The former union leader, who won global praise for policies to reduce stinging inequality in Brazil, faces four more corruption trials and will remain free on appeal. The verdict is the highest-profile conviction yet in a corruption investigation that has revealed a sprawling system of graft at the highest levels of Brazilian business and government.
Judge Sergio Moro found Lula, 71, guilty of accepting 3.7 million reais (US$1.1m) worth of bribes from engineering firm OAS SA. The landmark decision marks the first conviction of the former president. His lawyers have already said he is planning to appeal.
“No matter how important you are, no one is above the law,” said Moro in his verdict. Moro is one of the main protagonists in Operation Car Wash, a massive corruption probe that has sent a number of the country’s top politicians to jail. Lula’s appeals process could take a year and a half. Lula was found guilty of charges that he accepted the use of a beach apartment — and free renovation on the home — from OAS SA as a kickback. Lula’s defence says that the apartment belonged to the construction firm and that he only visited it once.

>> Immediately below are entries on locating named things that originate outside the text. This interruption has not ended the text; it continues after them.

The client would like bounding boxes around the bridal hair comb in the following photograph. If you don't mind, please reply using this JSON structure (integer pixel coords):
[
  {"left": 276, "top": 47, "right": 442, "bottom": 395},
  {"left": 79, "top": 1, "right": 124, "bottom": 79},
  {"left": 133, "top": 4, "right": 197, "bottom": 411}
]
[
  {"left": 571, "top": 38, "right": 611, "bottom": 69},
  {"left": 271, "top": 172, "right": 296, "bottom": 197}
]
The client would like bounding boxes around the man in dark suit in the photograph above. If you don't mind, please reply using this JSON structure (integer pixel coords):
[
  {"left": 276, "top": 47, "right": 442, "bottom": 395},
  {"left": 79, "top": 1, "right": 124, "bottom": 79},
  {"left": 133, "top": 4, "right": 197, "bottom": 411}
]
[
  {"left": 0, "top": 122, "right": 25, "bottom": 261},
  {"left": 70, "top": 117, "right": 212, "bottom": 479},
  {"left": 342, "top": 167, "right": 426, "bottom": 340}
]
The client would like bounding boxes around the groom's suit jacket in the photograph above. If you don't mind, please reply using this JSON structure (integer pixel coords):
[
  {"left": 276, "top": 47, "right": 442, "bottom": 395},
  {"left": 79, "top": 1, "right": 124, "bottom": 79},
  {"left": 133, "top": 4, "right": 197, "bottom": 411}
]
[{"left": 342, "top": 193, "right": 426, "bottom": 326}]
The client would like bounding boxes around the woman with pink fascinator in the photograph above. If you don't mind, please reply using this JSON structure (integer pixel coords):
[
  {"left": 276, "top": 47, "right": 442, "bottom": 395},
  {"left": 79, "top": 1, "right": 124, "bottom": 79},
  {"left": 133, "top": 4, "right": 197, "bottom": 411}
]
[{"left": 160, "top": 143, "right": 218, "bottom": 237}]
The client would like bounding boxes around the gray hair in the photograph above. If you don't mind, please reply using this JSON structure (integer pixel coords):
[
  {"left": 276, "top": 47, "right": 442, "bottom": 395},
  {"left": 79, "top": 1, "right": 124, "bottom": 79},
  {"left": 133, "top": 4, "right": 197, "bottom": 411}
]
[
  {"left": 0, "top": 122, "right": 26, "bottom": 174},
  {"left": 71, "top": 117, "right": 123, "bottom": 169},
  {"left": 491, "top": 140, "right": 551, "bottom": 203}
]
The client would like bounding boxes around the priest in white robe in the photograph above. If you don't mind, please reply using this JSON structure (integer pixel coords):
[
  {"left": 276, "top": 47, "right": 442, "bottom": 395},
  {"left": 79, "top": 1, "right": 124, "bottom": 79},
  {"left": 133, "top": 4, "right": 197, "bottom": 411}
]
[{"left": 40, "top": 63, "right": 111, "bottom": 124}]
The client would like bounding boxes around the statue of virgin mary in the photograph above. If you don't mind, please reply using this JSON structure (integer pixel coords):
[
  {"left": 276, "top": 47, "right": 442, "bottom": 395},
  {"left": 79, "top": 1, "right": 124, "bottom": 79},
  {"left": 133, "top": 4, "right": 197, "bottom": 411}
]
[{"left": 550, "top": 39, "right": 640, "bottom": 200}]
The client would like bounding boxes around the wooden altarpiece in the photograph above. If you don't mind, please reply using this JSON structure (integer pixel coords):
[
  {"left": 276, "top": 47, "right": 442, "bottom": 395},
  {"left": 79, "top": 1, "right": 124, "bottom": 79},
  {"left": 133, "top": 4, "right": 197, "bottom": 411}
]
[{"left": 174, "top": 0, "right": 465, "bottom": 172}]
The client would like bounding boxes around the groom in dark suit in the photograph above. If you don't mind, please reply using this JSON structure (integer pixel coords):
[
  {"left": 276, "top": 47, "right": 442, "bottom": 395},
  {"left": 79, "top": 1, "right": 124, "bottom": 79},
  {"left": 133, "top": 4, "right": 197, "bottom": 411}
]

Lula won fame as a spokesman for Brazil’s neglected poor. A cofounder of the Workers’ Party, he led the country during an economic boom and introduced welfare policies that helped lift 36 million out of poverty. He left office with an approval rate of over 80 per cent.
Lula has been widely expected to run for another presidential term in the October 2018 election. Recent polls have shown him in the lead in the primaries ahead of the vote. If he were found guilty by the appeals court before the election, he would not be permitted to run for president.
“This makes Lula’s situation much worse since it is much more than a mere investigation,” said Claudio Couto, a political science professor at Fundacao Getulio Vargas, a Sao Paulo-based university and thinktank. “Until the appeal is decided, he will rally his allies and supporters against a decision that is controversial.” David Fleischer, professor emeritus at the University of Brasilia, said: “Lula is on his way to ineligibility. It changes the whole political spectrum if he can’t run.”
A few hundred supporters gathered in Sao Paulo to denounce the ruling. A smaller group rallied to support it. “It was an obviously political decision to prevent Lula from becoming president,” said Armando Teixeira, an unemployed auto worker. “Everyone knows he will win if he runs.”